What is a Dockerfile?

docs.questions.sections.docker~5 min read

A Dockerfile is a plain text file containing instructions that Docker reads top-to-bottom to assemble an image. Each non-trivial instruction creates a new layer; the layers stack to form the final image.

Theory

TL;DR

Plain text. No JSON, no YAML. One instruction per line in uppercase: FROM, RUN, COPY, CMD, etc.
Goes top-to-bottom. Earlier instructions land in lower layers; later ones add on top.
Each instruction = one layer (cached).
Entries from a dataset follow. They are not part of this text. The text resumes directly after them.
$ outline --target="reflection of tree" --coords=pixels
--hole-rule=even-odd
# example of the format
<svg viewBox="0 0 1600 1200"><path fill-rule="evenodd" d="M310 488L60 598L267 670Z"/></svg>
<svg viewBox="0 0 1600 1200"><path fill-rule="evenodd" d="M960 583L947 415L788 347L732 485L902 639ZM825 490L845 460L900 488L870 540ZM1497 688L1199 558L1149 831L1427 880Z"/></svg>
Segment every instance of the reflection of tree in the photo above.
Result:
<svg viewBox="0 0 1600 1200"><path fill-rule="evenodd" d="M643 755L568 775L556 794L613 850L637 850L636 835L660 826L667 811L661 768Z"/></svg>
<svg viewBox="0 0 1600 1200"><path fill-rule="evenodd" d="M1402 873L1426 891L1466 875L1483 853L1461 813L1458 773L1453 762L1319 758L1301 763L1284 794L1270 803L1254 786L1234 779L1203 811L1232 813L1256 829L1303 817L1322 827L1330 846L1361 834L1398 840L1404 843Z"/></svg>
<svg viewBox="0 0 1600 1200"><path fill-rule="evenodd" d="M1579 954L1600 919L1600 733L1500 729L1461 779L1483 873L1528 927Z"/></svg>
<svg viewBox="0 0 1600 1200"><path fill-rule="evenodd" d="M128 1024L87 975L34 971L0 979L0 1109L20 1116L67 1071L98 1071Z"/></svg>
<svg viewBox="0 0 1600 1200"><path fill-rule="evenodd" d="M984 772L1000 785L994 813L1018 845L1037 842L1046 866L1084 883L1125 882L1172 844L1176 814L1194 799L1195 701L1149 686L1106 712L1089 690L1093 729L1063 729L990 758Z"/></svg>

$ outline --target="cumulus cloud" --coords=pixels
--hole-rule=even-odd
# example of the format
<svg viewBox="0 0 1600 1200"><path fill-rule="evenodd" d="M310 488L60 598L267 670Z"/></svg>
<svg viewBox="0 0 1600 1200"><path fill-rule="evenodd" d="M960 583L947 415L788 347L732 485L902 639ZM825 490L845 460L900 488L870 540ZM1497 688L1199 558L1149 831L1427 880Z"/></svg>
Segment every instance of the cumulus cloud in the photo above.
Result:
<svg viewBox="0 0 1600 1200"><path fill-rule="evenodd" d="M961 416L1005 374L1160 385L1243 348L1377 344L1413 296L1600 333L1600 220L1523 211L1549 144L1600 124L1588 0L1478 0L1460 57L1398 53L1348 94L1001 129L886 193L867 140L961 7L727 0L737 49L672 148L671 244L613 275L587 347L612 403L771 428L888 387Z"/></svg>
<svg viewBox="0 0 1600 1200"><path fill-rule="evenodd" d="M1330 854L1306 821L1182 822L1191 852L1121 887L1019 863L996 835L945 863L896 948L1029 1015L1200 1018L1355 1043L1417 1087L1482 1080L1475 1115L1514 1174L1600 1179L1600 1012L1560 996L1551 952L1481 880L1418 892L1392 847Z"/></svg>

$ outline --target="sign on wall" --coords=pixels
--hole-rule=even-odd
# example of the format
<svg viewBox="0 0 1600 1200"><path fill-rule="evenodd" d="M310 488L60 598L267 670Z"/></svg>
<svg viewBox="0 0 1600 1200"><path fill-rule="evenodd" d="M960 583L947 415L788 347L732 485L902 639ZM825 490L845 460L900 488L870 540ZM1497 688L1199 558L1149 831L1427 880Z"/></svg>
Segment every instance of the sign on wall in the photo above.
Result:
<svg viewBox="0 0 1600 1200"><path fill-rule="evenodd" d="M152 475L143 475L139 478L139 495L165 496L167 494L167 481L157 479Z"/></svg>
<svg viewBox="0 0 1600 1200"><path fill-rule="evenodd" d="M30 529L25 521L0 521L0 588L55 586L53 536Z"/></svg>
Same instruction with the same input on rebuild = cache hit, no work.
Order matters: put stable, expensive things (system deps) early, frequently-changing things (your source code) late.
Multi-stage builds let you build in one stage and copy only the artifact into a slim runtime stage. Smaller, safer images.

Quick example

dockerfile

# Dockerfile - typical Node.js app
FROM node:22-alpine
WORKDIR /app
COPY package*.json ./
RUN npm ci --omit=dev
COPY . .
USER node
EXPOSE 3000
CMD ["node", "server.js"]

bash

$ docker build -t myapp:1.0 .
[+] Building 12.4s (10/10) FINISHED
 => [1/6] FROM node:22-alpine
 => [2/6] WORKDIR /app
 => [3/6] COPY package*.json ./
 => [4/6] RUN npm ci --omit=dev
 => [5/6] COPY . .
 => [6/6] USER node
 => exporting layers

Seven instructions, six layers (the last EXPOSE and CMD are metadata only). Change a source file and rebuild: only steps 5 and after re-execute. Steps 1-4 are pulled from cache.

Key instructions

Instruction	What it does
`FROM image[:tag]`	Sets the base image. First non-comment line of every Dockerfile.
`WORKDIR /path`	Sets the working directory for following `RUN`, `COPY`, `CMD`. Creates the dir if missing.
`COPY src dest`	Copies files from build context into the image.
`ADD src dest`	Like `COPY` but also handles URLs and tar extraction. Prefer `COPY` unless you need those features.
`RUN cmd`	Runs a shell command at build time. Common: install packages, build artifacts.
`ENV KEY=value`	Sets an environment variable that persists in the image.
`EXPOSE 80`	Documentation only - says "this image listens on port 80". Does not actually publish anything.
`USER name\|uid`	Sets the user for following instructions and the running container. Default: root (avoid).
`CMD ["prog", "arg"]`	Default command when a container starts. Can be overridden by `docker run`.
`ENTRYPOINT ["prog"]`	The fixed first part of the command; `CMD` becomes its default args.
`ARG name`	Build-time variable, set with `--build-arg`. Not present at runtime (use `ENV` for that).

CMD vs ENTRYPOINT

Both define what runs when a container starts. The difference matters when users override.

dockerfile

# Pattern A: CMD only
CMD ["echo", "hello"]
# docker run myimage              -> echo hello
# docker run myimage echo bye     -> echo bye   (CMD fully replaced)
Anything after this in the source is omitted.